魔術師が究極魔法アルティメットスペルを放った後に起きる魔力の消失による硬直も一切見られない。

 

つまり、現在の状況ではこの少女はアンドリューと同レベルの魔術師であり、同時に武芸全てを極めし聖騎士でもあるのだ。


そんなことが可能になるものなど、この世に一つしか存在しない。


「伝説の装備……円卓の騎士ナイトオブラウンドテーブルか……」

ぼそりと魔術師は恨めしそうに呟き。


聖騎士はご明察と言葉を漏らす。


「迷宮に選ばれた至高の騎士にのみ与えられる伝説の鎧 盾 小手 そして刃。各々が魔法を宿し、それらを身につけた戦士は至高の魔術師であり、戦士でもある……まさか、唯の噂話とばかり」


「現在、貴様の前に存在する私が現実だ……盾は不意打ちで失ってしまったが鎧と小手、そしてこの宝剣があれば貴様の首をはねることは十分できよう」


「ほざけ小娘!! メルト……」


「メルトウエイブ!!」


小手から放たれる核撃魔法は、空間を覆い尽くすのではなく、伸ばされた腕から一直線にアンドリューへと走る。


「なっ!?」


空間を覆い尽くすように拡散された魔法は敵を逃がさずにしとめるに最適な力を誇る。

しかし同じ魔法であり、敵が動かないと分かっていれば、一点に魔力を集中させた攻撃のほうが圧倒的に強力になる。

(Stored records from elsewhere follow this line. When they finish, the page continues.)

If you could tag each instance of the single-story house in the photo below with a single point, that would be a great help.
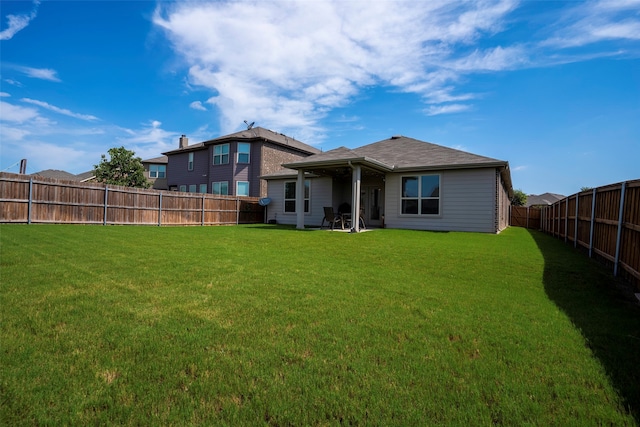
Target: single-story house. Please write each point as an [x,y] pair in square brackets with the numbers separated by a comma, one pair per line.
[399,182]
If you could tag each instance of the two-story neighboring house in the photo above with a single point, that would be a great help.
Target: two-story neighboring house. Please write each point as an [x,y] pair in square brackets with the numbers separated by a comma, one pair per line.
[232,164]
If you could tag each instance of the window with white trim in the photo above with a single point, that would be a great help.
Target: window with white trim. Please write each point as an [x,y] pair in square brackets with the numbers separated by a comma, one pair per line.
[420,195]
[242,188]
[220,188]
[157,171]
[221,154]
[244,152]
[290,196]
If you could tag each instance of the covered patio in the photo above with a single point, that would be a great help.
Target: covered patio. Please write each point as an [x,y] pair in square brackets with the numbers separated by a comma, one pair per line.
[356,181]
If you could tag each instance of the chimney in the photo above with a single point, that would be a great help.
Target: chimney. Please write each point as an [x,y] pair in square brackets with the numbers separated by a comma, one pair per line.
[184,141]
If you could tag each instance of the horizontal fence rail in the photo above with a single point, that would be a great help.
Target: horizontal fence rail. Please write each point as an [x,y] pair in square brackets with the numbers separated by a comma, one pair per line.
[30,199]
[604,222]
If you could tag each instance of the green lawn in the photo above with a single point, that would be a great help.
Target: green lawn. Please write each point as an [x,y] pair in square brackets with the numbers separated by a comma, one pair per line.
[269,325]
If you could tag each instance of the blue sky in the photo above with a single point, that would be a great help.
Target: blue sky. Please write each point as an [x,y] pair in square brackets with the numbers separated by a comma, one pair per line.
[551,87]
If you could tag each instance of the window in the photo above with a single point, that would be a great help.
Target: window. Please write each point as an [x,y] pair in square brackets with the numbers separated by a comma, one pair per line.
[157,171]
[244,152]
[242,188]
[421,195]
[290,196]
[221,154]
[221,188]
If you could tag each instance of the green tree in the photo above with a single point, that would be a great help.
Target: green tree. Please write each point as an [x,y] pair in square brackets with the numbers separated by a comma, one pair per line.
[122,169]
[519,198]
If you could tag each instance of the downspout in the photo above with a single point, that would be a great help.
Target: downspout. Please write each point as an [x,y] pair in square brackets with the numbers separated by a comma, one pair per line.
[355,205]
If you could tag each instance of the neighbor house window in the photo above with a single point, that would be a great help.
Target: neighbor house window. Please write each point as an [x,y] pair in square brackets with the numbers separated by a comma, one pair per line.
[244,152]
[157,171]
[421,195]
[221,154]
[242,188]
[290,196]
[221,188]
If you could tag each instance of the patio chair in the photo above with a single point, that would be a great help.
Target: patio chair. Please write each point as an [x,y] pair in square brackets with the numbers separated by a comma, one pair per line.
[331,218]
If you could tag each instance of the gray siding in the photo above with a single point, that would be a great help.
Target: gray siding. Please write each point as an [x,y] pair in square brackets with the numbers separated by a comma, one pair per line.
[178,172]
[468,202]
[321,189]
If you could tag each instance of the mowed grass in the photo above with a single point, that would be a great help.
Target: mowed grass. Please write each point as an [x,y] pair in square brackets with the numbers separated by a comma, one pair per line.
[268,325]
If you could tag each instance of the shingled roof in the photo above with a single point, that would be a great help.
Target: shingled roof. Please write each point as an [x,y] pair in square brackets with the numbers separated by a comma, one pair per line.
[253,134]
[400,153]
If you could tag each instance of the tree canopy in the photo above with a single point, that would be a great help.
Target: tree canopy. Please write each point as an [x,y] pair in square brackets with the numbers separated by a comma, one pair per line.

そして何より、魔法とは術者が詠唱中に攻撃を加えられると、その瞬間に打ち消されてしまう。


つまり。

「ぐ、ぐおおおおあああああああ!?」


自らが放った核撃は、サリアから放たれた一直線の炎により貫かれ、攻撃魔法も防護魔法もない状態で、アンドリューはその究極魔法を全身に受ける。


弾き飛ばされた体はまるで強風にあおられる紙切れのように上下左右に揺さぶられながら、迷宮の壁へと激突する。


 

あれだけの破壊を受けながらも、迷宮の壁は傷一つない。

しかしあちらこちらに残る炎の跡や、巻き込まれ消滅したモンスターの影が、迷宮の壁に悲惨な影を残している。


「がはっ……はーーー……はあーーー」


消滅したと思われたが、魔術師は生きていた。


長年を生き、悪魔の魂をいくつも取り込んだアンドリューは、既に人の生命力の域を脱している。 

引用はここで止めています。